With the continuous growth of the population and the rapid development of the global economy, increasing human activities are driving land-cover utilization changes. Timely and accurate understanding of these changes is crucial for national economic construction, social development, and ecological protection. The use of multi-temporal remote sensing images to detect land cover changes, continuously update national land survey results, and maintain the accuracy and current status of basic geographic information is essential for intelligent change detection methods. However, existing land cover change detection is susceptible to the influence of light and seasonal variations, leading to pseudo-changes and misdetection or omission in change detection results. To address this, we design a remote sensing image change detection method based on adaptive boundary sensing. Convolutional neural networks (CNNs) excel at extracting local features, while Transformer is more advantageous in global feature extraction. Our method adopts a hybrid CNN and Transformer structure for feature extraction, combining edge information to enhance change detection sensitivity, providing more accurate results and improving the model resistance to external conditions such as light and seasonal interference.

During the encoding stage, res2net is employed as an encoder to extract multiscale features and enhance variation features through a difference enhancement module, reducing redundant feature interference. In the decoding stage, a boundary extractor using deformable convolution obtains precise semantic boundary features. These edge features guide the Transformer for contextual information aggregation. Finally, a multi-scale fusion output strategy integrates different scale feature maps, adding multiple connections between decoders of varying levels to fuse low-level spatial information with high-level semantic information, achieving contextual information aggregation, generating the predicted change map, and completing the change detection task.

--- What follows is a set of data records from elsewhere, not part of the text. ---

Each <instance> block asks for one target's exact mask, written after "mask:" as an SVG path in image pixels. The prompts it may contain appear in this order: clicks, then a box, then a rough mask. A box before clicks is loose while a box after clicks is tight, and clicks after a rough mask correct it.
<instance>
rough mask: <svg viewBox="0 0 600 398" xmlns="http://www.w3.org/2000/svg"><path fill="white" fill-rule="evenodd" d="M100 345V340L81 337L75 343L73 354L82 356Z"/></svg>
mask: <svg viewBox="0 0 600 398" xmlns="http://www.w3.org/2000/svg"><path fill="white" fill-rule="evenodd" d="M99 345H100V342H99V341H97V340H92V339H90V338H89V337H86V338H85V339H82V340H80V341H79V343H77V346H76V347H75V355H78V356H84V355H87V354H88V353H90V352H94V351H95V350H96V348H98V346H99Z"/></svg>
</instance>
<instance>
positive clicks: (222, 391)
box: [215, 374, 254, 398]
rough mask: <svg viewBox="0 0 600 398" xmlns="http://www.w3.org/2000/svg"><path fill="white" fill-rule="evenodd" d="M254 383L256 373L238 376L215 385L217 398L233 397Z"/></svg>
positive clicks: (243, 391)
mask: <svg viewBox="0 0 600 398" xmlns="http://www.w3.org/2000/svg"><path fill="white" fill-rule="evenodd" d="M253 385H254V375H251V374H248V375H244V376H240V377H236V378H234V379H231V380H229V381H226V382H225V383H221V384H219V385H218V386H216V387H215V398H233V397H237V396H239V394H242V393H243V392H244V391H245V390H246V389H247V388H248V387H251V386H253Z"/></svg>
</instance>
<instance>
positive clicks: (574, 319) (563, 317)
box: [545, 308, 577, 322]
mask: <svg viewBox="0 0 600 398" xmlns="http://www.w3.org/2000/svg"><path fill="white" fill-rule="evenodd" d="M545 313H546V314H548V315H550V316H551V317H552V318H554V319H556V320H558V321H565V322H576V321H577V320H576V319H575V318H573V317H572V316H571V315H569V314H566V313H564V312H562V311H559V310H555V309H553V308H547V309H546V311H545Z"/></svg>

To validate our method’s effectiveness, experiments are conducted on two public datasets: ① the CLCD dataset, comprising 600 cropland change sample image pairs collected by Gaofen-2 satellites over Guangdong Province in 2017 and 2019, with resolutions ranging from 0.5 to 2 m; ② the RSCD dataset is publicly from the 2022 Aerospace Hongtu Cup Remote Sensing Image Intelligent Processing Algorithm Competition, consisting of 3000 image pairs from Gaofen-1 and Gaofen-2 with 0.8 m to 2 m resolution. On these two datasets, our method achieves F₁ scores of 72.82% and 58.96%, respectively. Meanwhile, visualization results also indicate better performance in recognizing both small and large area changes, with continuous boundaries and complete detection areas. Our method’s change maps closely match actual outcomes, accurately detecting changing areas’ spatial locations. This demonstrates that the edge-guided context aggregation proposed herein enhances the interaction between local detail and global semantic features during Transformer coding and decoding, improving detection efficacy. Compared with seven classical change detection methods on two datasets, our method outperforms the selected comparison methods. Ablation studies on the CLCD dataset further confirm the effectiveness of each module in enhancing overall performance.

Addressing boundary discontinuity and misdetection issues in land cover change detection of high-resolution remote sensing images, we design an adaptive boundary sensing method, which adopts a hybrid structure of CNN and Transformer. Selecting res2net as the encoder for multiscale feature extraction and differential enhancement, and leveraging edge features to guide Transformer for contextual information aggregation, we adopt a multi-scale output fusion strategy to combine global semantic and local detail features across layers. This approach yields more precise change detection results compared to other traditional methods, enhancing the model’s resilience to external condition interferences.